SF Hospitals Fined For Leaving Sponge, Wire Behind During Surgery

Three Bay Area hospitals were issued penalties and fines totaling $225,000 Wednesday for incidents in 2011 that caused or were likely to cause patient deaths.

They were among 10 hospitals in the state that were penalized and fined a total of $625,000 by the California Department of Public Health Wednesday.

Marin General Hospital in Greenbrae was fined $75,000 for giving a dialysis patient the wrong medication that caused gangrene to the patient’s toes and fingers.

Elsewhere

Health Department Fines 3 Bay Area Hospitals For Serious Patient Mistakes [KCBS]

Faced with continuous dialysis and pain from the gangrenous toes and fingers, the patient’s family decided to discontinue all medical care and the patient died, according to the report of the incident. It was Marin General Hospital’s third administrative penalty.

The California Pacific Medical Center’s Pacific Campus in San Francisco was fined $100,000 for failure to remove a sponge from the body of a patient who had bladder surgery. It was the hospital’s fourth administrative penalty.

The California Pacific Medical Center’s St. Luke’s Campus Hospital in San Francisco was fined $50,000 for leaving a guide wire inside a patient’s heart during a catheter procedure on a diabetic patient who needed emergency dialysis to prevent kidney failure. It was the hospital’s first administrative penalty.

The hospitals can appeal the penalties and fines.

During a media conference call this morning, Debby Rogers, deputy director of the Department of Public Health’s Center for Health Care Quality, said 276 administrative penalties have been issued to 150 California hospitals between 2009 and 2011.

Incidents before 2009 carry a fine of $25,000, but the fines for incidents after Jan. 1, 2009, increased to $50,000 for a first violation, $75,000 for a second violation and $100,000 for a third or subsequent violation of a hospital’s licensing requirements.

Legislation is pending to raise the fines to $75,000 for a first violation, $100,000 for a second violation and $125,000 for three or more penalties in a three-year period, Rogers said.

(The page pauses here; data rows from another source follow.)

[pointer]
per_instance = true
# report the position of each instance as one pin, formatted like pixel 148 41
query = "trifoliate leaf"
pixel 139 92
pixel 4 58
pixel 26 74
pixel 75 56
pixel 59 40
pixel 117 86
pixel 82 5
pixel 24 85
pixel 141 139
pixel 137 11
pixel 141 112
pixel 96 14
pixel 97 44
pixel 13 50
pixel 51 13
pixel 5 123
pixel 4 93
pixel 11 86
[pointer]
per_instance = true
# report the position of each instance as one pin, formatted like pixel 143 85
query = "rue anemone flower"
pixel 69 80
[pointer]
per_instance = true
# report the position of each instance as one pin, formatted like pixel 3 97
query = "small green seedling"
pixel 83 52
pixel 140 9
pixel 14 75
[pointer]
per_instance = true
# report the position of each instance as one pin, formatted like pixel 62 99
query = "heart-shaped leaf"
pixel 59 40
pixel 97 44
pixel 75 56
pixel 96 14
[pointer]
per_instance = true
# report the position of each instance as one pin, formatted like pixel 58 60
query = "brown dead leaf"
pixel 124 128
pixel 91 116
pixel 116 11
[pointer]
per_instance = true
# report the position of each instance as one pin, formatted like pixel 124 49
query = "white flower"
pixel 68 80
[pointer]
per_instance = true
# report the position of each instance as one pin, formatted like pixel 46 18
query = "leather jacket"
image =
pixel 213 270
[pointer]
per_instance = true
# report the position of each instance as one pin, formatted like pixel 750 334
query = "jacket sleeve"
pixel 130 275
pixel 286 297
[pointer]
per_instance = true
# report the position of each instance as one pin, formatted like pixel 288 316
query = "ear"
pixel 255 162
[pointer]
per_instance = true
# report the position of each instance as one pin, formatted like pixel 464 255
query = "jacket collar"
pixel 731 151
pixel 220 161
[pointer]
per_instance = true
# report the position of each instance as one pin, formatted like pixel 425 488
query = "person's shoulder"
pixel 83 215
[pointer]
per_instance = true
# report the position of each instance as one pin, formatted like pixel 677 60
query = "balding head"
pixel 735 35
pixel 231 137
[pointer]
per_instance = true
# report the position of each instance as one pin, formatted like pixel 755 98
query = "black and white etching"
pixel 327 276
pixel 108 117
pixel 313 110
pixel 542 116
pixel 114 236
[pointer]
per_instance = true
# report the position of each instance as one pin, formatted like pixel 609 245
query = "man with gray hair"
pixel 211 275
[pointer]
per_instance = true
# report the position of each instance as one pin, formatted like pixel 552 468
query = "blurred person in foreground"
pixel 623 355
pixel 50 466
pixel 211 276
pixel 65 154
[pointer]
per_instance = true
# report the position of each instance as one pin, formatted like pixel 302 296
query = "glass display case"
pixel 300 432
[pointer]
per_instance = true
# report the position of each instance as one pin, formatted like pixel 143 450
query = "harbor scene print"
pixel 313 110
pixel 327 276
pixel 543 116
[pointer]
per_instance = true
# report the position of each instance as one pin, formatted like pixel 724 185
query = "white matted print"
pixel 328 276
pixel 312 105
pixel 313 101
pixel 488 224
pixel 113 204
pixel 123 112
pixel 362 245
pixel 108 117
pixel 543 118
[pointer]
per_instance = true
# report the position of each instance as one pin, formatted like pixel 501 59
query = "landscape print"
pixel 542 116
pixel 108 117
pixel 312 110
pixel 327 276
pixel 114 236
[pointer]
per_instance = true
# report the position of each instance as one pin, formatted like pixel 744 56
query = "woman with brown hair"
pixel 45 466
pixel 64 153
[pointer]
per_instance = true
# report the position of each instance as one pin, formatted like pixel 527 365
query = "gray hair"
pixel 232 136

Twenty-six percent of the penalties against hospitals are for leaving foreign objects, such as sponges, inside a patient’s body, and 22 percent are for medication errors, Rogers said. They are consistently the top two hospital licensing violations.

Five of the ten administrative penalties issued Wednesday relate to leaving a foreign body inside a patient, Rogers said.

Since 2007, the California Department of Public Health has assessed $11.9 million in fines, including Wednesday’s $625,000, and has collected $8.8 million.

Hospitals are appealing $3.1 million in fines, Rogers said.